STAGE REVIEW: The Nutcracker/Birmingham Royal Ballet at the Hippodrome Theatre Birmingham.

SIR Peter Wright sat in his royal box, the regal birthday boy fondly gazing as his life-defining great creation once again unfolded across the Hippodrome stage.

Here was Zeus on his very own Mount Olympus, looking down as the mere mortals of his corps de ballet followed the master’s guiding hand, this man who had taken the music of Pyotr Tchaikovsky and guaranteed its immortality.
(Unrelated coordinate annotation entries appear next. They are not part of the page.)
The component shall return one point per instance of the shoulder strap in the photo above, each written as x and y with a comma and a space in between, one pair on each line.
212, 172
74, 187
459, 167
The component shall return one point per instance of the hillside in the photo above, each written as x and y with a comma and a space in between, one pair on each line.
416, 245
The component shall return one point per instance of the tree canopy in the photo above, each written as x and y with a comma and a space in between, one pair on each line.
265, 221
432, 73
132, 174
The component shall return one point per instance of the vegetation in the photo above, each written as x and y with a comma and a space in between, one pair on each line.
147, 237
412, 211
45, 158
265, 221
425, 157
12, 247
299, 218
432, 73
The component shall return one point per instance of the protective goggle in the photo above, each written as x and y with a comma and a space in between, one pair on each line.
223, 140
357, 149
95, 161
This was such a special night. Sir Peter was celebrating his 90th birthday and there was perhaps no greater gift for the great choreographer than to be the guest of honour on the first night of The Nutcracker’s run at the Birmingham Hippodrome.

Mind you, there were quite a few folds on the wrapping around this particular present, and that’s why we had to wait until well into the second half before Momoko Hirata’s Sugar Plum Fairy joined Joseph Caley’s Prince and performed a blistering pas de deux, one that had the master beaming with satisfaction.

Earlier, we had experienced the exquisite torment of anticipation in the knowledge that something wonderful was about to explode across the stage. And we most certainly were not disappointed.

Hirata and Caley are living, moving art forms, portraits in perfection that slowly but surely reveal myriad inner depths. Hirata’s beautifully clipped, precise style is perfectly matched by Caley’s sweeping statements of balletic intent, truly a marriage made in a Nutcracker heaven.

Meanwhile, Karla Doorbar is surely the most elfin Clara imaginable. She’s perfect for this classic story that first drew breath as a folk tale told around firesides in the depths of those icy European winters of long ago.

Doorbar brings a virginal innocence to the role, her sense of wonderment never waning for a single moment as she embarks on her fantastic journeys to fabulous lands and their even more fantastical inhabitants.

Elsewhere, Jonathan Payn does his usual fine job as the magician Drosselmeyer, a strange mix of fairground trickster and downright dodgy bloke who should most certainly never be let loose on the streets with a wand.

His various shenanigans are supremely complemented by Tzu-Chao Chou’s gloriously hyperactive Jack-in-the-Box, whose uniquely designed trousers ensure that he always has a spring in his step.

Nevertheless, there are many more treats in this Christmas cracker of a show, one in particular being Celine Gittens’ Arabian Dance, a sinuous and sensuous reptilian routine that elicited gasps of amazement from a Hippodrome audience that expects and always gets the best.

No wonder then that when the Midlands’ grand master of ballet joined the cast onstage, the house rose as one to pay homage. For this was a truly magnificent night, a brief period when time seemed to stand still and alchemy hung like incense in the air.

The Nutcracker runs at Birmingham's Hippodrome until Tuesday, December 13.